What Are These Writings About?

This blog did not begin as a blog.

I did not start writing because I wanted to tell stories to the world. Nor because I wanted to teach anyone. I started writing because I wanted to better understand the person who looks back at me in the mirror every morning.

For many years, I built systems. As an economist, an IT professional, and a project manager, that was my job. Later, I realized that the most fascinating system of all is the human being – with its joys, fears, decisions, mistakes, and dreams.

The writings you find here are traces of that exploration.

Some were born in Vietnam, Thailand, Indonesia, or Laos. Some are reflections on love, loss, freedom, loneliness, or new beginnings. Sometimes they emerge on a mountaintop. Sometimes over a cup of coffee. Sometimes during an ordinary day that seemed unremarkable at first glance.

The locations, however, are only the scenery.

The real subject is almost always the same:

How can we come a little closer to ourselves?

I do not believe that every question has a ready-made answer. I believe in good questions. The kind that stay with us for days, months, or even years. The kind of realizations that arrive quietly, yet somehow change an entire life.

That is why these writings are not instructions.

They are not here to tell anyone how to live.

They are invitations.

Invitations to pause for a moment. To look around. To ask ourselves a question. Or simply to notice something that has been there all along.

Over the past years, I have spent more and more time on the road.
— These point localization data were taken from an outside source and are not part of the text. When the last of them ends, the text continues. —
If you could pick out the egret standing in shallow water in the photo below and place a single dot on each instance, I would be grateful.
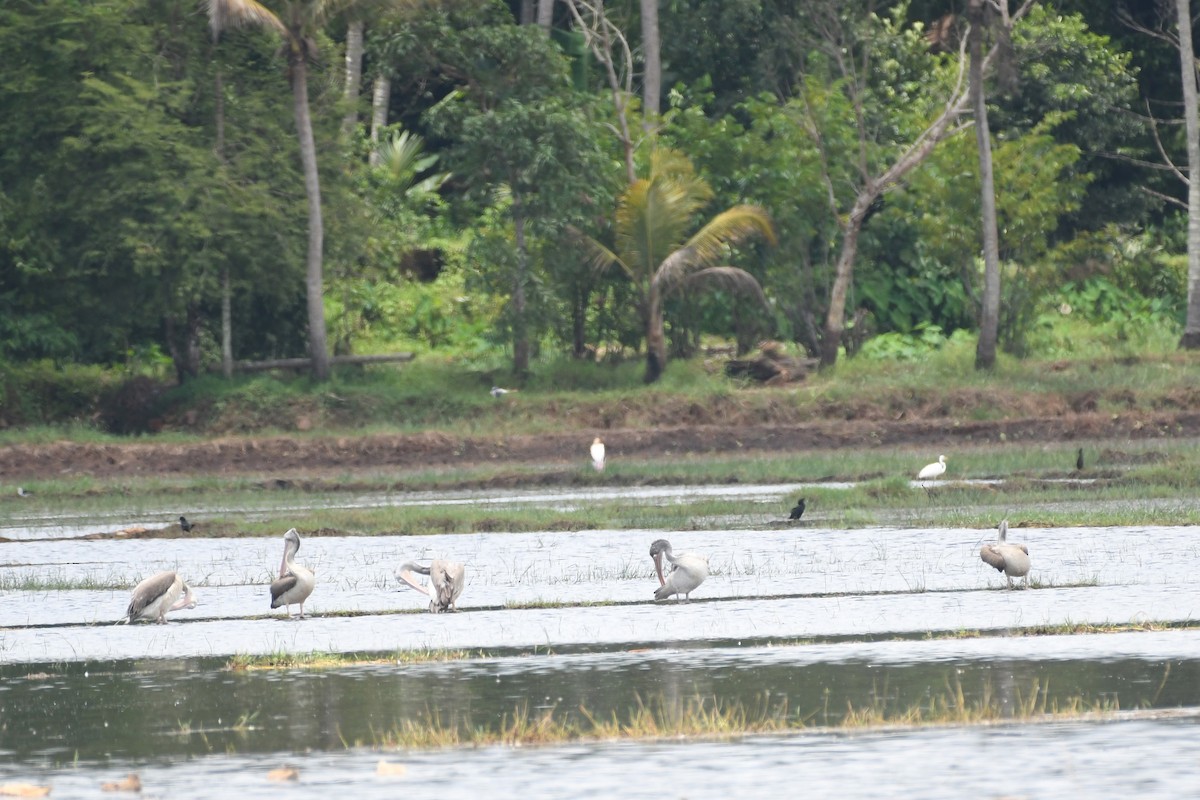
(930, 471)
(447, 579)
(598, 455)
(156, 595)
(295, 582)
(688, 571)
(1008, 558)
Eventually, I became a digital nomad and discovered something I had never expected.

The most interesting journey does not happen between countries.

It happens within.

If even one of these writings helps a single person see a situation, a feeling, or perhaps their own life from a different perspective, then writing it was already worthwhile.

Because perhaps we are all searching for the same thing.

Not a perfect life.

Only the ability to recognize what is already here.